A wizard reaver named Voll goes from island to island, destroying towns and enslaving people, disrupting the natural order. He seals the protagonist in a dark well-tomb. Festin, confident in his power, attempts to escape repeatedly. First as a creeping mist, then as simple air, then as a falcon, then as a trout. He is successively foiled with a blast of hot air, a storm wind, an arrow, and a fisherman’s net. Broken, cold, and kept on the edge of death, he begins wondering why his enemy will not kill him. After due consideration, he takes the last path out of his situation — the word of unbinding:

So Festin made his choice. His last thought was, If I am wrong, men will think I was a coward. But he did not linger on this thought. Turning his head a little to the side, he closed his eyes, took a last deep breath, and whispered the word of unbinding, which is only spoken once.

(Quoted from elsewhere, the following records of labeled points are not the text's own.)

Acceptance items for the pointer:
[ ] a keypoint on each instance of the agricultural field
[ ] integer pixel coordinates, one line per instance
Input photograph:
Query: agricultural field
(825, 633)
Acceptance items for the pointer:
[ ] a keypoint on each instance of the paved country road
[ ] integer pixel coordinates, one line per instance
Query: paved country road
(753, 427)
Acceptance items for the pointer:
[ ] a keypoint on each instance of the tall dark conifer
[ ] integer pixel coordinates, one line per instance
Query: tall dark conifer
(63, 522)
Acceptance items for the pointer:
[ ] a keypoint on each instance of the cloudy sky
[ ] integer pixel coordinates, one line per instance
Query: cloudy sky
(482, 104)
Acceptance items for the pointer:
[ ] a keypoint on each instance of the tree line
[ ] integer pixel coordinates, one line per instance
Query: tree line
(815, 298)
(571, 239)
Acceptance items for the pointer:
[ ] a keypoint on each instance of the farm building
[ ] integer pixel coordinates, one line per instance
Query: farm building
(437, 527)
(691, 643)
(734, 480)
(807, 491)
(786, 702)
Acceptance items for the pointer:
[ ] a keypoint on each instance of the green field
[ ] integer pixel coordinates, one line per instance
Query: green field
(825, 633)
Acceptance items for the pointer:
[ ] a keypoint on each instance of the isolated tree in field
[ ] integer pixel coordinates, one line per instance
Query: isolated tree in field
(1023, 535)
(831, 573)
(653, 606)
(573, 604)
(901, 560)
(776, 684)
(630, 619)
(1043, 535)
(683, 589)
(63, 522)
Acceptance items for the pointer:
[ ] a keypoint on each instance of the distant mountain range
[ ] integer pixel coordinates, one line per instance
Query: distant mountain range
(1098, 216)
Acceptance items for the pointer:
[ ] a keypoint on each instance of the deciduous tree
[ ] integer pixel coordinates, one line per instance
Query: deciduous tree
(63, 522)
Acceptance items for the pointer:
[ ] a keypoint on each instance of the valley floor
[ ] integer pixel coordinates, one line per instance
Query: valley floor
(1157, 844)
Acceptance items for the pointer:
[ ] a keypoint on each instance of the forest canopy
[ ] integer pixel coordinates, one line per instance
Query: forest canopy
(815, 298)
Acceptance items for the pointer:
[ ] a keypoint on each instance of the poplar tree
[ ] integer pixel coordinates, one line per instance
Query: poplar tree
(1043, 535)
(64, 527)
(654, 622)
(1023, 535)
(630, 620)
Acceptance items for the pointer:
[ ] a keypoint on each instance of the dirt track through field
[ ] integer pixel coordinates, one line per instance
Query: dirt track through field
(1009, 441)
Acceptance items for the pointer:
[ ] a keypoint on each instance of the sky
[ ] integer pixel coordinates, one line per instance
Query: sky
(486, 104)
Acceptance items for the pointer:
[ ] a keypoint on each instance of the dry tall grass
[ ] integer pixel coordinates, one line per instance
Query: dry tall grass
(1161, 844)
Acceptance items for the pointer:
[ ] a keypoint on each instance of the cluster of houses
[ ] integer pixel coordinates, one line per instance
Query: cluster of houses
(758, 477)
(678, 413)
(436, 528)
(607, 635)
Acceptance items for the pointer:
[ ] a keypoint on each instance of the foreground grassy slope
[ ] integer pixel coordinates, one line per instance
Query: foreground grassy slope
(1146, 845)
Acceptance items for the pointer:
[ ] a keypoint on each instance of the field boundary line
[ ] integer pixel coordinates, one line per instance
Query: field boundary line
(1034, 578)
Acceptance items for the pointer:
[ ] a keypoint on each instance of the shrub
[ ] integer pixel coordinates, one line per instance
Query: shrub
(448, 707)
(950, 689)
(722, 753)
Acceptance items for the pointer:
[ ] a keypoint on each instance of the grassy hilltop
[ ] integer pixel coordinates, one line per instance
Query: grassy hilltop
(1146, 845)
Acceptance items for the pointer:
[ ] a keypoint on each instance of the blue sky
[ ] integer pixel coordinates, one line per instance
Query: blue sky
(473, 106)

Festin, seeing his situation and a possible way to restore balance, makes the human (in its least cynical definition) decision and accepts the change required to set things right. Once in the land of the dead, a land of hard obsidian lava flows, black grass, and unmoving stars, he discovers Voll is long dead but has somehow returned to the world. He chases his enemy back to his corpse, forces him to re-enter it, and then sits vigil at the point of origin for the imbalance, guarding against further upset.

Festin saves the world through acceptance of the most human fact there is: all will die and turn to dust. If he had attempted to avoid what must be, he would have remained trapped and ineffective, unable to bring battle to Voll on any plane that mattered.

Cultivating imbalance for personal gain unerringly leads to evil and is set right through courageous acceptance of what must be.

This story floored me not simply because it was so perfect, so small yet so powerful, but because this is one of the first things UKL ever published, and she was already a master. She further developed her talent over a decades-long career, but everything she needed was already there: the power and clarity of her language, the strength of her perception of the world she’s creating, and the strong philosophical attachment to balance. Not to mention it’s a super fun wizard adventure story, written 53 years ago and still wonderful and fresh today.